In the Light of the Holy Quran: History of Solomon (Part 2)

The Light (Pakistan), 8th February 1985 Issue (Vol. 65, No. 3, p. 3)

“So he smiled, wondering at her word, and said: My Lord, grant me that I may be grateful for Thy favour which Thou hast bestowed on me and on my parents, and that I may do good such as Thou art pleased with, and admit me, by Thy mercy, among Thy righteous servants.

“And he reviewed the birds, then said: How is it I see not Hudhud, or is it that he is one of the absentees?1

“I will certainly punish him with a severe punishment, or kill him, or he shall bring me a clear excuse.

“And he tarried not long, then said: I have compassed that which thou hast not compassed and I have come to thee from Saba’ with sure information”.2 (The Holy Quran, 27:19–22)


  1. The opening words may mean either a review of birds or a review of horses. By Hudhud is not to be understood the lapwing, but a person of that name. In every language many of the proper names given to men will be found to be identical with the names of animals.

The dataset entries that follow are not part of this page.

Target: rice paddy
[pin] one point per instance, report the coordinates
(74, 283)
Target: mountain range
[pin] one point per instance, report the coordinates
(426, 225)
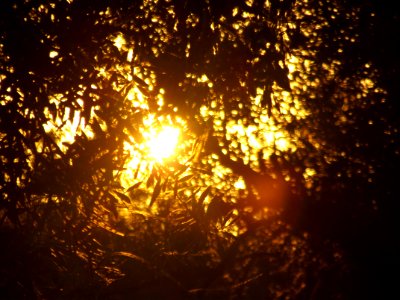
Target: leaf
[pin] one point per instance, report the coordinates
(156, 193)
(123, 197)
(186, 178)
(204, 195)
(136, 185)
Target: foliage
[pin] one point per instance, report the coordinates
(280, 188)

The Arab writers speak of a King of Himyar as Hudad (Lisan al-Arab), which is almost identical with Hudhud mentioned in the Holy Quran.The Bible speaks of a King of Syria, named Ben Hadad (1 Kings 15:18, etc.). The Muntaha-l-arab stated that Hudhad was the name of the father of Balqis, the Queen of Sheba. According to Lisan al-Arab, Hudhud is also written as Hudahad and Hadad was the name of a tribe in Yemen. This shows that there is nothing strange in such a name being given to men. The verses that follow show clearly that Solomon was speaking of one of his own officers: the infliction of severe punishment on a small bird by such a mighty monarch, as Solomon, and the exposition of the great religious doctrine of Unity by the lapwing, are quite incom-prehensible.
  2. Saba’ is the same as the Sheba of the Bible. The story as given here is not met with in the Bible, but it was known to Jewish rabbis. The Bible speaks of the coming of the Queen of Sheba to Solomon with large presents to test him. See 1 Kings 10 and 2 Chronicles 9. And, later on, it speaks of many strange women as Solomon’s wives (1 Kings 11).